High Assurance OAuth/OIDC Profiles for Gov. use Cases
High Assurance OAuth/OIDC Profiles for Government Use Cases
Wednesday 10H
Convener(s): Mark Russell
Notes-taker(s): Mark Russell
Tags for the session - technology discussed/ideas considered:
- - OAuth 2.0 Mutual-TLS Client Authentication and Certificate-Bound Access Tokens
- - OAuth Token Exchange
- - OAuth Assertion Flow
Discussion notes, key understandings, outstanding questions, observations, and, if appropriate to this discussion: action items, next steps:
We discussed high-assurance requirements in certain types of government environments (e.g. intelligence, defense, etc.) and the current security architecture which is heavily dependent on direct client TLS authentication of users and systems. I described a current US Government effort to profile OAuth 2.0 and OpenID Connect 1.0 to create a suitable security profile for this environment. Government-specific concerns and considerations include:
- Existing robust and highly capable PKI, which should be taken advantage of
- Strong concerns over the use of bearer tokens - requirement for some form of proof-of-possession
- A requirement to provide assurance information in authentication assertions (e.g., via OIDC)

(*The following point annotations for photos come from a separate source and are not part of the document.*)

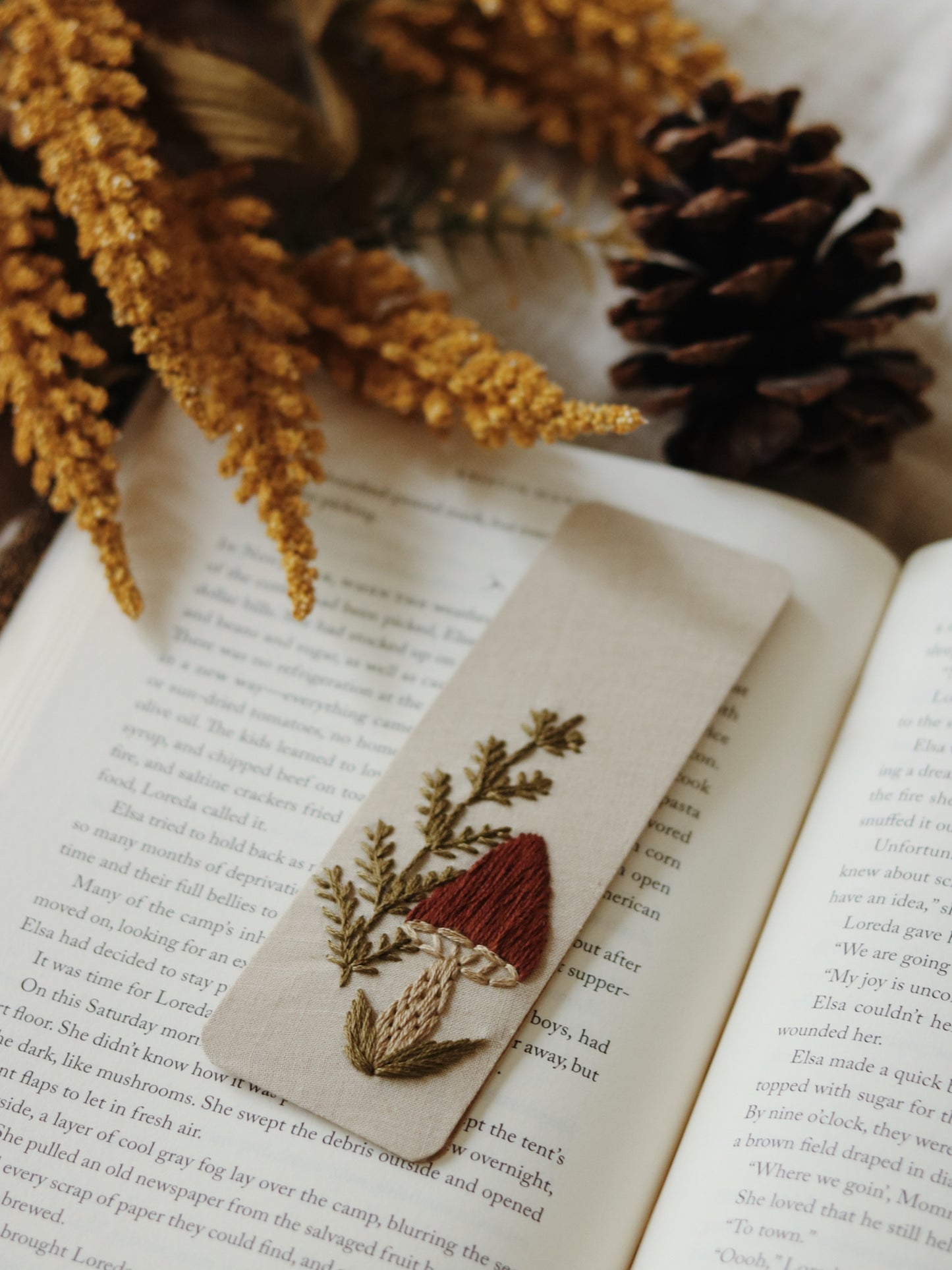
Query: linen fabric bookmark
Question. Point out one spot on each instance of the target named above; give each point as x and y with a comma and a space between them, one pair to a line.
389, 990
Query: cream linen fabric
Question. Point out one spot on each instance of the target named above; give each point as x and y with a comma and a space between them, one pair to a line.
880, 71
641, 629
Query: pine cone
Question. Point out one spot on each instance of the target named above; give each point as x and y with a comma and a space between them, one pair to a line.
748, 313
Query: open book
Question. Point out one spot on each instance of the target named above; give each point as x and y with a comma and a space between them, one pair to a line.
167, 788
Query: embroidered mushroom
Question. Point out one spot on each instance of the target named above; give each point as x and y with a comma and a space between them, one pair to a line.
489, 925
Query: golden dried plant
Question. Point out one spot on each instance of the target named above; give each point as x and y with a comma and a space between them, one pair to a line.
57, 417
206, 296
587, 75
385, 337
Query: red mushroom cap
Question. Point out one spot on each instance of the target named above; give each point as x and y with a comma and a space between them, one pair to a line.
501, 902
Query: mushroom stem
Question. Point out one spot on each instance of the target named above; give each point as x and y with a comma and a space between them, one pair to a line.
414, 1016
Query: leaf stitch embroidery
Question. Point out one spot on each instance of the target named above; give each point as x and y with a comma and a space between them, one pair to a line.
491, 925
386, 890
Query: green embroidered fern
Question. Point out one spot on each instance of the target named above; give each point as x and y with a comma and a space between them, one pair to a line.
387, 890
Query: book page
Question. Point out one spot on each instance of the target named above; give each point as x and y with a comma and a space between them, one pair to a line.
823, 1136
168, 788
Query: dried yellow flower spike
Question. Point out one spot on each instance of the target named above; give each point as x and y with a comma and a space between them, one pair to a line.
57, 417
208, 299
382, 334
586, 74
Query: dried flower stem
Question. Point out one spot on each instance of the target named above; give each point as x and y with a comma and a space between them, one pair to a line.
57, 417
208, 300
586, 75
385, 337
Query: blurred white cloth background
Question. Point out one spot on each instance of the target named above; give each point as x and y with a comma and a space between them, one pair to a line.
882, 71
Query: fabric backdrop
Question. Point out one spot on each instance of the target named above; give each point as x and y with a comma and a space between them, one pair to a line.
880, 71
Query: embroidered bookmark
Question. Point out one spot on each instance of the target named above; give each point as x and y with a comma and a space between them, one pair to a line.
375, 1002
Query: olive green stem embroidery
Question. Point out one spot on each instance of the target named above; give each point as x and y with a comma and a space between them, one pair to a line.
420, 1058
353, 913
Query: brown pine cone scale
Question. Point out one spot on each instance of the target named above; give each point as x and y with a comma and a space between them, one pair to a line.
749, 310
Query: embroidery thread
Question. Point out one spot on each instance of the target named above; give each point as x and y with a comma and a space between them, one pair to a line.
490, 923
353, 912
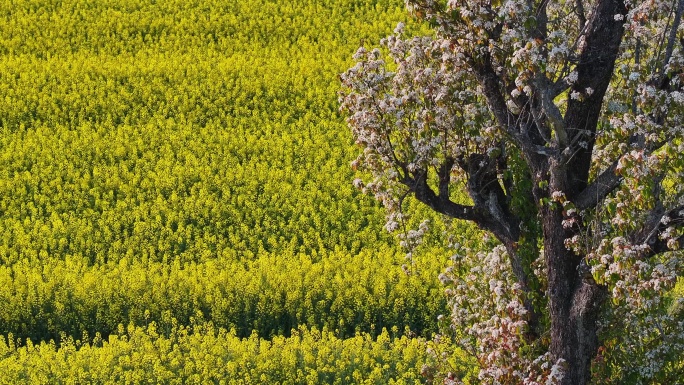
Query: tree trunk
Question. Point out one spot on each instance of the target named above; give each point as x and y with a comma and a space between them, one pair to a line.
574, 301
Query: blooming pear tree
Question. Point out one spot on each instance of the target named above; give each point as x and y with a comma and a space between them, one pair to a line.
562, 120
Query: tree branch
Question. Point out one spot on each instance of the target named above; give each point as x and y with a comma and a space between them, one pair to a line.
597, 191
594, 69
442, 204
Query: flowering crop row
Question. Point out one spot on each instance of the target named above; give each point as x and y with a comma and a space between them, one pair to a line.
270, 295
203, 354
180, 163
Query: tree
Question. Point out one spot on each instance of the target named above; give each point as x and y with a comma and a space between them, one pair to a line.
563, 122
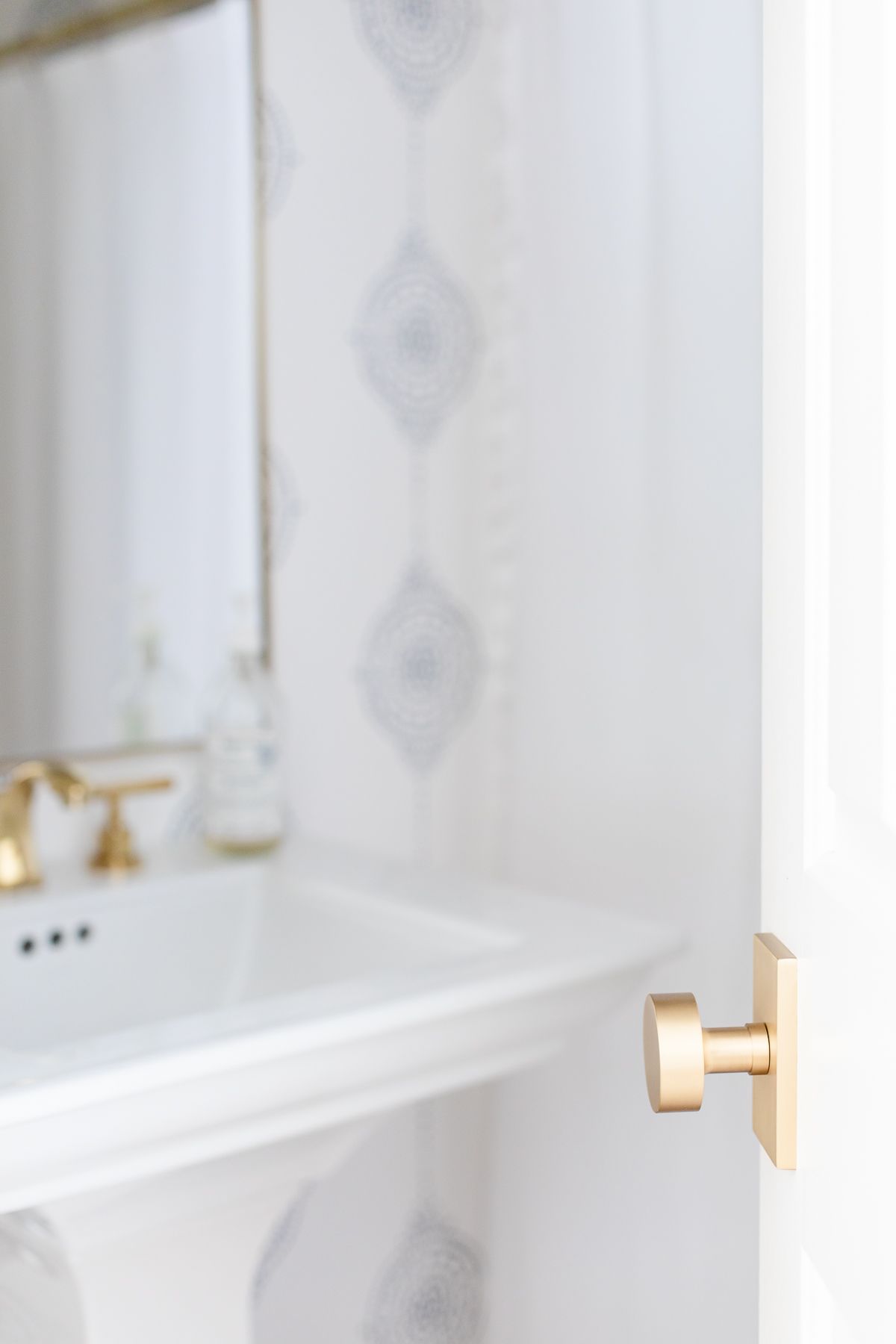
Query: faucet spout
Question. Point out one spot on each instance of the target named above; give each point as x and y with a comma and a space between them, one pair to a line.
18, 860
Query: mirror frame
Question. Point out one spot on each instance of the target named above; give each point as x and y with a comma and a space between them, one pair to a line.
96, 27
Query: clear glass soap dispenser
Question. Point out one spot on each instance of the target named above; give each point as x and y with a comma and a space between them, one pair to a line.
243, 785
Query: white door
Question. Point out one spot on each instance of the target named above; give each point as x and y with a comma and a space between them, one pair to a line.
828, 1230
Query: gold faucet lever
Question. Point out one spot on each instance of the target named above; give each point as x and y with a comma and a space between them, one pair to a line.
18, 859
679, 1051
114, 850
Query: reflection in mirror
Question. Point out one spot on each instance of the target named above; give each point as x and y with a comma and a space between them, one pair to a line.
129, 429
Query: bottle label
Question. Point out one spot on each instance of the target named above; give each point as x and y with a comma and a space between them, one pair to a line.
243, 786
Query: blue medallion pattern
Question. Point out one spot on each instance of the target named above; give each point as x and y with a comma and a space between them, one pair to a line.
417, 337
422, 45
284, 507
421, 668
277, 154
432, 1292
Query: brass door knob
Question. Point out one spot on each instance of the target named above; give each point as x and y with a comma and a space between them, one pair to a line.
679, 1051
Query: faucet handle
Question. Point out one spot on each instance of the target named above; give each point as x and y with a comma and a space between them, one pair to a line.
114, 850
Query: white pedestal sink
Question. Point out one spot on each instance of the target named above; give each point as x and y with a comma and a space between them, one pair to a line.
180, 1050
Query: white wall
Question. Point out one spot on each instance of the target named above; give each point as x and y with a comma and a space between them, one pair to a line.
637, 688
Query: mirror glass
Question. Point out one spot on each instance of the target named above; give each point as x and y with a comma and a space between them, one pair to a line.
131, 497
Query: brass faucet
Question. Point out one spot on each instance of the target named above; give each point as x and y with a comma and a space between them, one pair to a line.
18, 859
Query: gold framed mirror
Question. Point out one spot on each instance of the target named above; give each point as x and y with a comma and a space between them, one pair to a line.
136, 534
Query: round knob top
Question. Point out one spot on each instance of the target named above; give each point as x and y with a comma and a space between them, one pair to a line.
673, 1060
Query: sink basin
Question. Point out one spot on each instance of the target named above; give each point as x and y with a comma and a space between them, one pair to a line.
180, 1048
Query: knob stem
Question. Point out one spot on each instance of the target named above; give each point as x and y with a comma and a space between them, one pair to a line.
736, 1050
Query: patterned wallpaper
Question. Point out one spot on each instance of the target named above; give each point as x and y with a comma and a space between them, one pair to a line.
374, 158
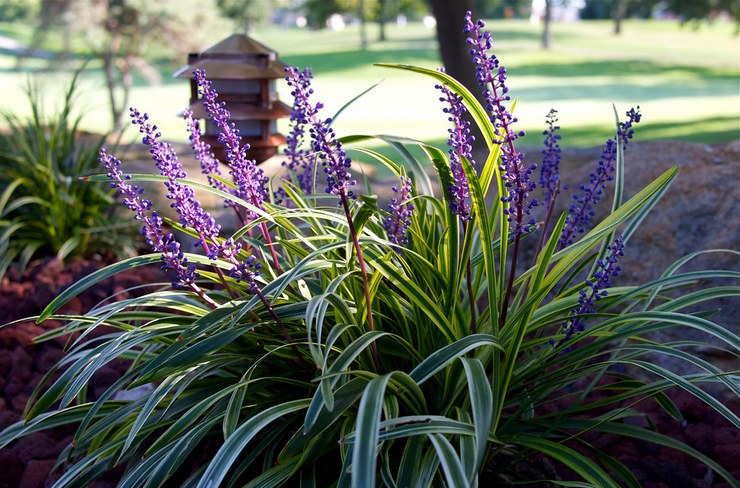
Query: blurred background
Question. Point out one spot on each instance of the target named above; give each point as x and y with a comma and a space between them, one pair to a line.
678, 59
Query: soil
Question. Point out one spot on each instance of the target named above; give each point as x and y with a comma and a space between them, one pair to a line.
29, 462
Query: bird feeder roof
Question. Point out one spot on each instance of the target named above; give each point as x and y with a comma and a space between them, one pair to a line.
237, 57
242, 111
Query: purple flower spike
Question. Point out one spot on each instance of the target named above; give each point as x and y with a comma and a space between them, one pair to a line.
208, 162
582, 209
335, 161
550, 169
594, 290
151, 229
247, 271
250, 181
398, 221
459, 142
299, 160
517, 178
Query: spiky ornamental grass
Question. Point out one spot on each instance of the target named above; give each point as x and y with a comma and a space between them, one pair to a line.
286, 380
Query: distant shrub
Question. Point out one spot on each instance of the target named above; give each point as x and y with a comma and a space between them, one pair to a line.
46, 209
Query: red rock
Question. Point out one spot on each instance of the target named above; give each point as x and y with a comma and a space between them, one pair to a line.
11, 467
36, 473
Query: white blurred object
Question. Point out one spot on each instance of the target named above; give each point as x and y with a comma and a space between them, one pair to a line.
336, 23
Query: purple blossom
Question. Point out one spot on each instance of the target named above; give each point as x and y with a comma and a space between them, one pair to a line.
582, 208
250, 181
550, 168
172, 256
594, 290
517, 178
191, 213
398, 221
247, 270
208, 162
459, 142
299, 160
323, 139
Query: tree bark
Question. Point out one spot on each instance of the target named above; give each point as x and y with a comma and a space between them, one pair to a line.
453, 50
452, 46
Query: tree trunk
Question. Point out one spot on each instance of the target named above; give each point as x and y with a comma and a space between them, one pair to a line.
546, 21
618, 12
363, 31
453, 49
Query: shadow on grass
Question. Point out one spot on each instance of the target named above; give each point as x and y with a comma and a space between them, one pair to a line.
621, 67
717, 130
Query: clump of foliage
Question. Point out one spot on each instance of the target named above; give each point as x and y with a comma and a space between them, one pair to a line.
45, 207
343, 345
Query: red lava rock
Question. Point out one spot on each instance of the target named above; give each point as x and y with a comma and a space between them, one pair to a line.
26, 463
36, 473
727, 454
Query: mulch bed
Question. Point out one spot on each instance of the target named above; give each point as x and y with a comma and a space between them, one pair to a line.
28, 462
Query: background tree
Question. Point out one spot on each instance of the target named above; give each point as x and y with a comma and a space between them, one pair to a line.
246, 13
125, 34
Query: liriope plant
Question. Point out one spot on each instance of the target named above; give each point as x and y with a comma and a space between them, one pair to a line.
331, 342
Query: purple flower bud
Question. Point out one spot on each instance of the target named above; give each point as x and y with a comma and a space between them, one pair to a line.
151, 229
594, 290
550, 168
517, 178
250, 181
299, 160
187, 207
208, 162
582, 208
460, 146
398, 221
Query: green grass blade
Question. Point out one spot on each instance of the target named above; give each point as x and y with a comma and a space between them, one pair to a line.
230, 451
451, 465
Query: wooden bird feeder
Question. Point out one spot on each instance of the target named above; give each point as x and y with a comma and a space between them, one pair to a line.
243, 72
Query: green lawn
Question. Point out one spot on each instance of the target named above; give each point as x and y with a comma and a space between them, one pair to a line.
686, 82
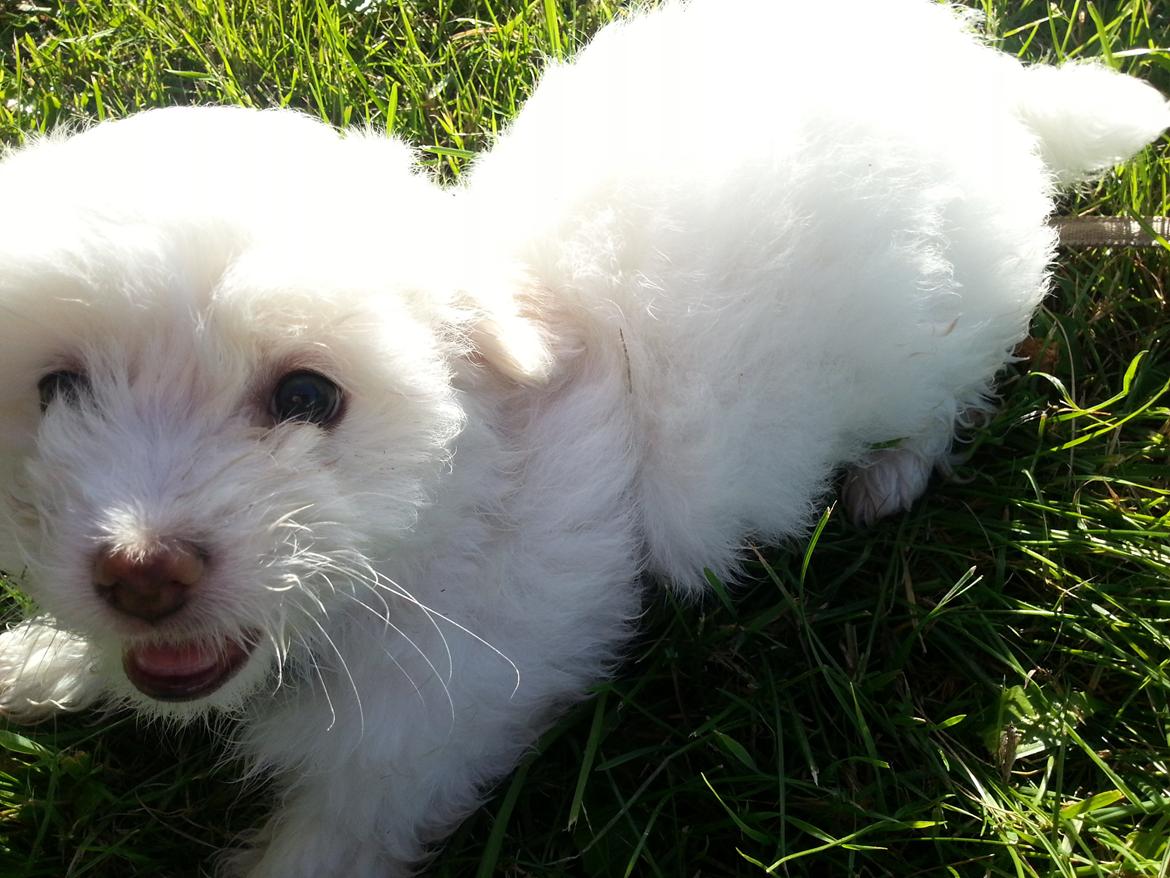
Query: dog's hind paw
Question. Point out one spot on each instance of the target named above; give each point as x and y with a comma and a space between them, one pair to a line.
888, 481
45, 671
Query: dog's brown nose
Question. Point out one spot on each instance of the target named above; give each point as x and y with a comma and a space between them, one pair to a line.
149, 584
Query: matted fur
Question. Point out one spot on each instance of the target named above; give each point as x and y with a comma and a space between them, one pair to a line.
695, 279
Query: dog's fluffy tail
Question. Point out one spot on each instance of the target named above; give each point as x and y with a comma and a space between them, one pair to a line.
1088, 117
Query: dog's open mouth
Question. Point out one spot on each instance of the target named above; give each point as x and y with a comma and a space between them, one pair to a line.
186, 670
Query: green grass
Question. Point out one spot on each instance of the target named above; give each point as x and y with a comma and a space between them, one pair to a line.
981, 687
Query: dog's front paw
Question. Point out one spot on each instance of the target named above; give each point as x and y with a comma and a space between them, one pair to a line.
43, 671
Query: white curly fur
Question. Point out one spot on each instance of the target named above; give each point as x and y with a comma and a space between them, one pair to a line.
695, 279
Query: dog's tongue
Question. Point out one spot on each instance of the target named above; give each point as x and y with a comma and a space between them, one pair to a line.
183, 659
185, 670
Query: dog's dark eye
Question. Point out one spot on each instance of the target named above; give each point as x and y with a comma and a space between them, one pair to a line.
64, 385
307, 396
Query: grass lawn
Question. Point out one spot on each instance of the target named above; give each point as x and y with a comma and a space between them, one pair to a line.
981, 687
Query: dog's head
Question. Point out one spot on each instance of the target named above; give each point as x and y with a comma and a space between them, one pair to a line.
228, 340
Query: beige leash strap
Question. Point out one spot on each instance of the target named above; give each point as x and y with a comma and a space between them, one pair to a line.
1110, 231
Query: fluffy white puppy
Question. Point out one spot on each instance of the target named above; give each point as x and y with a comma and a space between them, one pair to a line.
288, 432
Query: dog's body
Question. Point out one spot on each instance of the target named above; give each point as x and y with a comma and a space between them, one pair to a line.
627, 342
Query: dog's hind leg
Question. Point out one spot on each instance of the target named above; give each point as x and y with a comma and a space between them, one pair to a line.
888, 480
43, 671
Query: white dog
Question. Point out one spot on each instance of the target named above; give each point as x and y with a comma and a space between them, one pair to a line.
290, 433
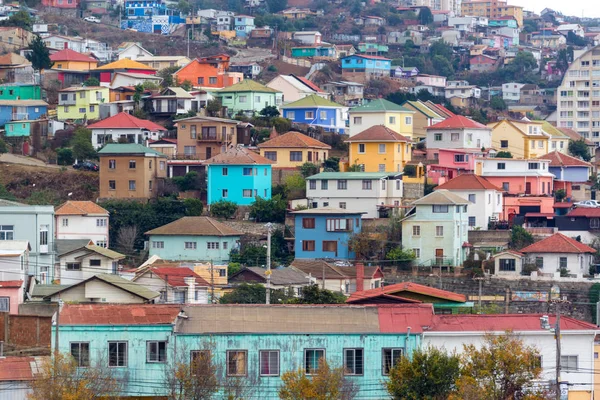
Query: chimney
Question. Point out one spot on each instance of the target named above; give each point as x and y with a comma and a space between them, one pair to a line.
190, 281
360, 277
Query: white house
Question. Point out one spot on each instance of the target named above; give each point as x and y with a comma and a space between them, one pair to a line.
559, 252
485, 198
82, 220
451, 332
371, 192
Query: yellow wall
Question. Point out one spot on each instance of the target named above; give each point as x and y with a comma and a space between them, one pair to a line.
394, 158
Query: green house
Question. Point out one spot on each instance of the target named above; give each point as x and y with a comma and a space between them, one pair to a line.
248, 97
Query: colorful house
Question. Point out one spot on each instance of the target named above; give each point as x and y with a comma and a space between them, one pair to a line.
381, 112
238, 175
436, 229
193, 238
324, 232
314, 110
292, 149
81, 102
379, 149
248, 96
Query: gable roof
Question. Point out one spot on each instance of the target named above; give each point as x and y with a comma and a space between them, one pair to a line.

- Specifically, a requirement to convey the Identity Assurance Level (IAL) and Authentication Assurance Level (AAL) as defined in NIST SP 800-63-3
- A desire to tighten requirements around basic security parameters - cipher suites, assertion signing algorithms, key sizes, lifetimes of tokens and codes
- General distrust of the front-channel
- Aversion to dynamic registration
- Aversion to JWT-based authentication, primarily because clients will generally already have client TLS credentials
The US Government would ideally like to engage with existing OpenID or IETF working groups if possible to define a public standard that is not government-specific.
The group discussed these security requirements and there was agreement that many of these requirements are in line with general high-assurance requirements in other areas such as finance. Some of the differences between FAPI and the US government profiles were discussed, and also the fact that some aspects of FAPI may be revised based on changing requirements. It was broadly agreed that the US Government profiling project should engage with FAPI to identify common ground and potentially work towards a FAPI high assurance profile. Potential engagement at the IETF Security Working Group meeting in Trondheim was discussed.
We then discussed an additional government use case involving chained service calls, in which an OAuth PR needs to call another PR (which may in turn call another) where each node in the chain must be aware of both the end-user's identity and the identity of all systems in the chain of calls. In the simple case, these calls occur within a single security domain, all PRs trust the same AS, and token exchange can be used in a straightforward way. In the cross-domain use case, additional considerations come into play. The group generally agreed that both scenarios were solvable with various solutions that entail different trade-offs.